Abstract

Layered double hydroxides (LDHs) are anion exchangers with a strong potential to scavenge anionic contaminants in aquatic environments. Here, the uptake of selenite (SeO₃^2-) by Ca-Al LDHs was investigated as a function of Se concentration. Thermodynamic modeling of batch sorption isotherms shows that the formation of SeO₃^2--intercalated AFm (hydrated calcium aluminate monosubstituent) phase, AFm-SeO₃, is the dominant mechanism controlling the retention of Se at medium loadings. AFm-Cl₂ shows much stronger affinity and larger distribution ratio (R_d ∼ 17800 L kg^-1) toward SeO₃^2- than AFm-SO₄ (R_d ∼ 705 L kg^-1). At stoichiometric SeO₃^2- loading for anion exchange, the newly formed AFm-SeO₃ phase results in two basal spacing, i.e., 9.93 ± 0.06 Å and ∼11.03 ± 0.03 Å. Extended X-ray absorption fine structure (EXAFS) spectra indicate that the intercalated SeO₃^2- forms inner-sphere complexes with the Ca-Al-O layers.
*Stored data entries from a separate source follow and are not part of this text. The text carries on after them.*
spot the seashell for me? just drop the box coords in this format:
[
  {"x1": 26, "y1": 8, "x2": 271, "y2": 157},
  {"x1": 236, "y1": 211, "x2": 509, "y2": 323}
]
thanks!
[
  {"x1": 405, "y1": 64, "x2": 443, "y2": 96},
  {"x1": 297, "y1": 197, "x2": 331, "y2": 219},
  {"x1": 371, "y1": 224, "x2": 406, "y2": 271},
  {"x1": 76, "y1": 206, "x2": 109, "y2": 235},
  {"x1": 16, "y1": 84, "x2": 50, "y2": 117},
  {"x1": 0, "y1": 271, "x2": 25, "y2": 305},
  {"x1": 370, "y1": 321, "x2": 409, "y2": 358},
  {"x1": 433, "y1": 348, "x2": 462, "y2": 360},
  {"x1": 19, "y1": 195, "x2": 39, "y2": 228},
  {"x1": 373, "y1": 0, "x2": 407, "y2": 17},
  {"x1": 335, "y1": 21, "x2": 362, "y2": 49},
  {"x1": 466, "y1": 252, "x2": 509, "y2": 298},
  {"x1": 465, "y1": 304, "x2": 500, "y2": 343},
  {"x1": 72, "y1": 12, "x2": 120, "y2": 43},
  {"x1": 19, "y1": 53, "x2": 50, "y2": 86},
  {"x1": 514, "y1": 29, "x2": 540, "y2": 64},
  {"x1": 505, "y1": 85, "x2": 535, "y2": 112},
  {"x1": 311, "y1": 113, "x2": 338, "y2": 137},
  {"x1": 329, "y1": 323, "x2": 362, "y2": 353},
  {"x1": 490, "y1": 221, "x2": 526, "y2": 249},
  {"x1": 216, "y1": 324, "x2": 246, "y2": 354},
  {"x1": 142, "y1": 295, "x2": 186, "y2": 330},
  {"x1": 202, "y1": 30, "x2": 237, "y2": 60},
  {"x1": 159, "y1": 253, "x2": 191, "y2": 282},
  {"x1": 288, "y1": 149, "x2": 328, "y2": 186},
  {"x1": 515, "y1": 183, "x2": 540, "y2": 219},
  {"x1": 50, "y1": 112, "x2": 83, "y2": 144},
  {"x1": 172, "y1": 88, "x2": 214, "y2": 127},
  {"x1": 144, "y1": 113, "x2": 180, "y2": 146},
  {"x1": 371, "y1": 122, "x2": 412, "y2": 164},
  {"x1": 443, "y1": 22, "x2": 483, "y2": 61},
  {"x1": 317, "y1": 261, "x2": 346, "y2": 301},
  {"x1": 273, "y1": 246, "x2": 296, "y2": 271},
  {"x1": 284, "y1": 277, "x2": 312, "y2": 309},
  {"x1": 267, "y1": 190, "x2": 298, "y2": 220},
In situ X-ray diffraction (XRD) shows that basal spacing of Ca-Al LDHs have a remarkable linear relationship with the size of hydrated intercalated anions (i.e., Cl^-, SO₄^2-, MoO₄^2-, and SeO₃^2-). Contrary to AFm-SeO₃ with inner-sphere SeO₃^2- complexes in the interlayer, the phase with hydrogen-bonded inner-sphere complexed SeO₃^2- is kinetically favored but thermodynamically unstable. This work offers new insights about the determination of intercalated anion coordination geometries via XRD analyses.